The median age in the city was 48.5 years. 19.2% of the residents were under the age of 20; 1.9% were between the ages of 20 and 24; 26.9% were from 25 and 44; 25.0% were from 45 and 64; and 26.9% were 65 years of age or older. The gender makeup of the city was 46.2% male and 53.8% female.

===2010 census===
As of the census of 2010, there were 58 people, 25 households, and 17 families living in the city. The population density was 223.1 PD/sqmi. There were 30 housing units at an average density of 115.4 /sqmi. The racial makeup of the city was 100.0% White. Hispanic or Latino of any race were 3.4% of the population.

There were 25 households, of which 20.0% had children under the age of 18 living with them, 60.0% were married couples living together, 8.0% had a female householder with no husband present, and 32.0% were non-families. 28.0% of all households were made up of individuals, and 8% had someone living alone who was 65 years of age or older. The average household size was 2.32 and the average family size was 2.88.

The median age in the city was 46 years. 15.5% of residents were under the age of 18; 7% were between the ages of 18 and 24; 25.8% were from 25 to 44; 41.3% were from 45 to 64; and 10.3% were 65 years of age or older. The gender makeup of the city was 55.2% male and 44.8% female.

===2000 census===
As of the census of 2000, there were 60 people, 25 households, and 19 families living in the city. The population density was 236.0 PD/sqmi. There were 32 housing units at an average density of 125.9 /sqmi. The racial makeup of the city was 98.33% White, and 1.67% from two or more races.

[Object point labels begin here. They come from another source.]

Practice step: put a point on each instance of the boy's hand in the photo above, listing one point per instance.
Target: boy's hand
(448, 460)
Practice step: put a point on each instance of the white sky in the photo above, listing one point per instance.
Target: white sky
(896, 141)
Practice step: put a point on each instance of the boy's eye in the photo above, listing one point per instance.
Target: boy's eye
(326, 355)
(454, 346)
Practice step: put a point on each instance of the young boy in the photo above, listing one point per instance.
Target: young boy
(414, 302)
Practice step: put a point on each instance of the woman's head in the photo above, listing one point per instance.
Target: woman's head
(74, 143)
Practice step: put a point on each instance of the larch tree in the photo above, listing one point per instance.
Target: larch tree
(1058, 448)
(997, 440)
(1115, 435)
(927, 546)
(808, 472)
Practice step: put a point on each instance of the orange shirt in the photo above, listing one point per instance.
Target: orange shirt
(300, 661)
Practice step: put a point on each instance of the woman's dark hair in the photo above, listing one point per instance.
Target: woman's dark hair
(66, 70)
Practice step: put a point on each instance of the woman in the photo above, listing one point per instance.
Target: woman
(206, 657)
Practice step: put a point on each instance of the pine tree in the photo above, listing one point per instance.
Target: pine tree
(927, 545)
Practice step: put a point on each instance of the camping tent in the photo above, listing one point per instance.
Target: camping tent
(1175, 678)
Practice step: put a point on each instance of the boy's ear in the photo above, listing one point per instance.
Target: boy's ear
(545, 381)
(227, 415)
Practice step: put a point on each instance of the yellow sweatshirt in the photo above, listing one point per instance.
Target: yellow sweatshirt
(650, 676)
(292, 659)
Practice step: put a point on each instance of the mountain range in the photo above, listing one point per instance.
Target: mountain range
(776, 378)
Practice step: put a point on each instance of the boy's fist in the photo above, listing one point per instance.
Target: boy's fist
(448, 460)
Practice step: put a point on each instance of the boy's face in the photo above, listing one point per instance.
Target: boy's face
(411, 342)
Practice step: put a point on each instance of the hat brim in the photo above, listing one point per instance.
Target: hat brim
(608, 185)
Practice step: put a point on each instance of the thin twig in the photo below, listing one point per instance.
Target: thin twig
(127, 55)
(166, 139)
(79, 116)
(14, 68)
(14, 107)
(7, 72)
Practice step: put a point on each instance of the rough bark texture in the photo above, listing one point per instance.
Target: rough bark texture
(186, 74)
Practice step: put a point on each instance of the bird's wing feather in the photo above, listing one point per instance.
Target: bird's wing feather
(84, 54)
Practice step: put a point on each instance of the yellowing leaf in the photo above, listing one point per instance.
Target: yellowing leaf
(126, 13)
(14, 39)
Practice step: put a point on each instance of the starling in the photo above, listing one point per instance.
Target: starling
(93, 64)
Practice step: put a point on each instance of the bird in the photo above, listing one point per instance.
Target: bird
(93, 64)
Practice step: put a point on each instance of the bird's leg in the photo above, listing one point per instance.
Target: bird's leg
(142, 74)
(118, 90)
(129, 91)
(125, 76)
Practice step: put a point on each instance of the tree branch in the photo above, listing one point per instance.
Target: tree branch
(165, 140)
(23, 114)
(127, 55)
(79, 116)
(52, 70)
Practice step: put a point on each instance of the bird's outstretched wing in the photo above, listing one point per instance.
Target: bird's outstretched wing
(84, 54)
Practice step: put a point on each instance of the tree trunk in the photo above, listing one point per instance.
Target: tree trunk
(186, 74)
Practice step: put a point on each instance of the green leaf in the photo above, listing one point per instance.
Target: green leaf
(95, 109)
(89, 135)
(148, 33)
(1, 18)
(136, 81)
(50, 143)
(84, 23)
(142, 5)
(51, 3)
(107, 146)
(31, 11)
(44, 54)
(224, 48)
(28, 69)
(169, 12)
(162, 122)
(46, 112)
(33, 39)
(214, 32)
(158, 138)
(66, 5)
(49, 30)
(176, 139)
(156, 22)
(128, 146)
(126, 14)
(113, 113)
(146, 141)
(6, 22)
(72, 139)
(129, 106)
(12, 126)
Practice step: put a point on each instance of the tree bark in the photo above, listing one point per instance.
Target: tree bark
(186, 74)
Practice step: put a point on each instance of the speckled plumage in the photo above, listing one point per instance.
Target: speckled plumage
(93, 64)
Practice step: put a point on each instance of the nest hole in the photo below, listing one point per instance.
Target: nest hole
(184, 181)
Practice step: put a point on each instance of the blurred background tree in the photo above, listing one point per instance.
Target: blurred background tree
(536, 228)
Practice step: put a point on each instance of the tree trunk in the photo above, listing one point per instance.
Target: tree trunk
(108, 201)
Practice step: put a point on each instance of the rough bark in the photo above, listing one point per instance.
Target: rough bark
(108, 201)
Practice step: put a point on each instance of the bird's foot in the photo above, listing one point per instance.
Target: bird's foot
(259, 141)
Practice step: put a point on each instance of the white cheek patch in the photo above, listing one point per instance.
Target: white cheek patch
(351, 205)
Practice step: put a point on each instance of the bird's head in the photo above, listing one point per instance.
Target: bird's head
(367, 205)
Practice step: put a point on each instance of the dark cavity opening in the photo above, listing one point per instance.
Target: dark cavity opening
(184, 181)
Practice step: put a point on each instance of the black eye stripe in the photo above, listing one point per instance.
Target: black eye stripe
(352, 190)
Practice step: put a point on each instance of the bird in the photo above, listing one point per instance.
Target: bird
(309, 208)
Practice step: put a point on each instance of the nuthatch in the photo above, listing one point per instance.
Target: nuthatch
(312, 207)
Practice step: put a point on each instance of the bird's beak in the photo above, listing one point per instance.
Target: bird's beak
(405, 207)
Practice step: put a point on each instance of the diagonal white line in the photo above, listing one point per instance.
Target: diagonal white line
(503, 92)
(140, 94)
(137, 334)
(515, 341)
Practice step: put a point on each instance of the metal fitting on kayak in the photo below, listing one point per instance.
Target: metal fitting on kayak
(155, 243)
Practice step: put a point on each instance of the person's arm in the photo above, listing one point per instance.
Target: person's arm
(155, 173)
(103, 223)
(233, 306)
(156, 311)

There were 25 households, out of which 28.0% had children under the age of 18 living with them, 68.0% were married couples living together, 8.0% had a female householder with no husband present, and 24.0% were non-families. 24.0% of all households were made up of individuals, and 20.0% had someone living alone who was 65 years of age or older. The average household size was 2.40 and the average family size was 2.79.

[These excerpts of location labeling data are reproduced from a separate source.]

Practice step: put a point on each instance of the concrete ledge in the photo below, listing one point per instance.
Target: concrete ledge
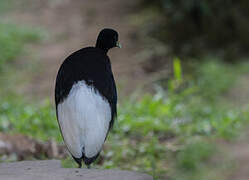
(52, 170)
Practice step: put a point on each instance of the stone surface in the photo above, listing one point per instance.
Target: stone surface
(52, 170)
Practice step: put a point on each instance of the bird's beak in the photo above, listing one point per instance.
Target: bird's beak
(118, 45)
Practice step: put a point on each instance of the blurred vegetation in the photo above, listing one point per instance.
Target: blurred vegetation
(171, 134)
(197, 28)
(12, 40)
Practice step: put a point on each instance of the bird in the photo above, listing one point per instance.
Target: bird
(86, 98)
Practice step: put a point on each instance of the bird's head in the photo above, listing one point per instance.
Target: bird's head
(107, 39)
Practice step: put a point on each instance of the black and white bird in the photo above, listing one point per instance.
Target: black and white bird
(86, 98)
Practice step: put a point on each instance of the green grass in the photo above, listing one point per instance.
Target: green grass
(172, 132)
(12, 41)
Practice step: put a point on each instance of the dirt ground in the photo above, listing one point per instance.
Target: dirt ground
(73, 24)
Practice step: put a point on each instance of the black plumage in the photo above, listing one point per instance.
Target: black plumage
(92, 65)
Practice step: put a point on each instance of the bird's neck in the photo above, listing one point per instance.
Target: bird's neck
(101, 46)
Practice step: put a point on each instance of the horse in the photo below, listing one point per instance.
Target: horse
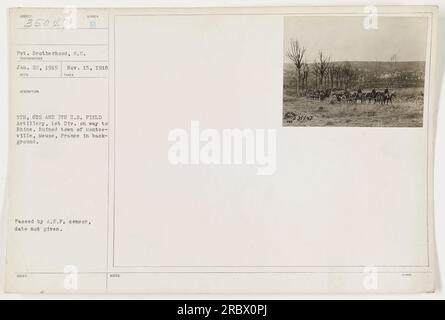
(388, 97)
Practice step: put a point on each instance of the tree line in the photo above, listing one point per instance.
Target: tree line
(322, 73)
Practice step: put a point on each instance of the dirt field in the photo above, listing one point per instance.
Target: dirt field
(406, 111)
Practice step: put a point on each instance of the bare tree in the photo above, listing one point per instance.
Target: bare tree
(323, 63)
(296, 55)
(348, 73)
(305, 75)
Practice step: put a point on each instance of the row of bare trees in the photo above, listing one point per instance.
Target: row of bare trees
(326, 74)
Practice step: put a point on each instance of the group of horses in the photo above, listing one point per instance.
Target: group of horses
(344, 95)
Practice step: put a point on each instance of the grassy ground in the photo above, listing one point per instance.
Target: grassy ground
(406, 111)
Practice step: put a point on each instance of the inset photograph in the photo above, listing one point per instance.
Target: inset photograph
(340, 72)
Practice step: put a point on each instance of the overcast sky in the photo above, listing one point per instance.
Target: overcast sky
(345, 38)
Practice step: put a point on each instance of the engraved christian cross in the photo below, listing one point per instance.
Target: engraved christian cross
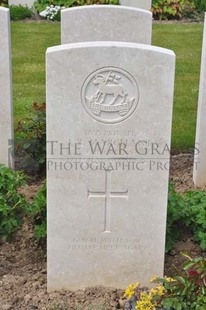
(107, 195)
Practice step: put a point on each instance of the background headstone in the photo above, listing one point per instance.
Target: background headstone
(28, 3)
(142, 4)
(6, 110)
(105, 23)
(109, 107)
(199, 176)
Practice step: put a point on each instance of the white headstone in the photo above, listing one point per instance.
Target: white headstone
(28, 3)
(6, 110)
(199, 176)
(142, 4)
(109, 112)
(105, 23)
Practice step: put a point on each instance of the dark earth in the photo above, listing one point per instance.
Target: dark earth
(23, 262)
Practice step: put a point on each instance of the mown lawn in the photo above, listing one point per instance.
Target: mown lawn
(30, 41)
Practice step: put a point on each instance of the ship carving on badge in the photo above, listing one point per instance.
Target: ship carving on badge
(110, 95)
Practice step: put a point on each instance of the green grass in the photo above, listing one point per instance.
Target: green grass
(186, 41)
(29, 44)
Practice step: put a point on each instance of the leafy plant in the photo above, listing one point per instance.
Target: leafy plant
(200, 5)
(187, 211)
(38, 214)
(171, 9)
(41, 5)
(186, 290)
(31, 138)
(13, 205)
(4, 3)
(19, 12)
(194, 215)
(51, 13)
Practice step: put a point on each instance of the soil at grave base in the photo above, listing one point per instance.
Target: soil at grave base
(23, 262)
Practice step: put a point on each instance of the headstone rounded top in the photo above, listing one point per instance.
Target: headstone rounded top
(105, 7)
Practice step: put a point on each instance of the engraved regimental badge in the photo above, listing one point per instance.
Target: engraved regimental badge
(110, 95)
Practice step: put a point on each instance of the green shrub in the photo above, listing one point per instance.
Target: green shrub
(19, 12)
(187, 211)
(172, 9)
(38, 214)
(200, 5)
(4, 3)
(185, 291)
(31, 139)
(41, 5)
(13, 205)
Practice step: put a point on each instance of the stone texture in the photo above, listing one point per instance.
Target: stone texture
(109, 112)
(141, 4)
(105, 23)
(28, 3)
(6, 114)
(199, 176)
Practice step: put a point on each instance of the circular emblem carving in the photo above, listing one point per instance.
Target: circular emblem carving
(110, 95)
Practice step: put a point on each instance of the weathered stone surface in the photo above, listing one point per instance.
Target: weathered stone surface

15.0% are under the age of 18, 16.7% from 18 to 24, 21.7% from 25 to 44, 25.0% from 45 to 64, and 21.7% who were 65 years of age or older. The median age was 44 years. For every 100 females, there were 100.0 males. For every 100 females age 18 and over, there were 96.2 males.

The median income for a household in the city was $35,536, and the median income for a family was $36,429. Males had a median income of $22,500 versus $25,625 for females. The per capita income for the city was $15,360. There were no families and 1.5% of the population living below the poverty line, including no under eighteens and none of those over 64.

==Education==
Northboro is within the Shenandoah Community School District.